Go to Wally World or any craft store and buy the foam blocks like florist use to make floral arrangements. Glue them together, shape it any way you want. cover it with glass mat and pour resin over it. After the glass is cured you can go to a car wash and use the pressure washer on the foam and viola! That's how I did my scoop.


----------



## 850PoPo

Hey do you have any pictures on how you did it and were we can get the materials i have some spare time and would like to make this a project ive never heard of glass mat


----------



## IBBruin

Sorry no pics during the process. click the link in my sig to see the finished product. I got everything I needed at Wal Mart. The glass mat I was talking about is just fiberglass that's woven like cloth instead of fibers just thrown together. Once you get your form together and shaped the way you want it, you can spray it with adhesive and stick the mat to it. It will stay in place until you get the resin poured on it. If you've never done any fiberglass work before, practice just covering one of the foam blocks. It'd be a biotch to build the form for your stereo and have something come up you forgot to do.


----------



## tacoma_2002

Did the resin not eat the florist foam up? I'd thought about that, but I was skeered the resin would eat the foam up!


----------



## IBBruin

Excellent question. I guess they make several different kinds of the foam. On the scoop for mine, the resin had no effect. On another scoop I made, the resin DID start to melt the foam. Luckily we tested it on a piece before we soaked the actual form. Once we realized it would melt the foam, We bought a box of plaster of paris, the dry kind, and put a thin layer of it over the foam with a putty knife. Once it dried we sanded it lightly and attached the mat to it. I'm glad you brought that up.


----------



## tacoma_2002

Wanna help me build one ? Where'd you get the foam? I thought about HobbyTown over at Barnescrossing, but they closed down a while back!


----------



## IBBruin

Wal Mart has them pretty cheap.
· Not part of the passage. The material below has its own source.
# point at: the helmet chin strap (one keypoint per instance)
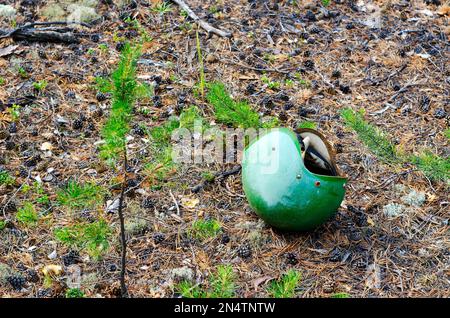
(306, 143)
If I could find the time I wouldn't mind helping at all.


----------



## guimond47

hey boys , i need help. where would i buy the bed liner spray to protect and seal my wooden stereo box? does it come in a spray can?


----------



## biggdady

yes it comes in a spray can and I know for a fact i can get it at wally world over here. Just make sure you hit the seam of the wood real good with the bed liner or ruberized under coating to make it water tight.


----------



## wood butcher

auto parts stores carry it , maybe even walmart


----------



## gpinjason

Don't use the rubber under coating spray... That's what I used and it doesn't really dry right on wood... Even a year later it is still tacky


----------



## hoover

Undercoat never really dries LOL, people are always bringing cans back thinking its defective...


----------



## gpinjason

It definitely keeps the box from moving around on the front rack... you actually have to pry it off... LOL


----------



## guimond47

in otherwords do not use undercoating? just bed liner?


----------



## gpinjason

guimond47 said:


> in otherwords do not use undercoating? just bed liner?


exactly


----------



## tiababby

*Brute force speaker box*



snipe523 said:


> This is one I built for my old Brute. It took me about two days to slap together and I coated it with the bedliner spray from wallyworld.


hello, i am wondering what materials you used for your speker box? i cannot see the pictures either.. i am trying to build one for my brute..


----------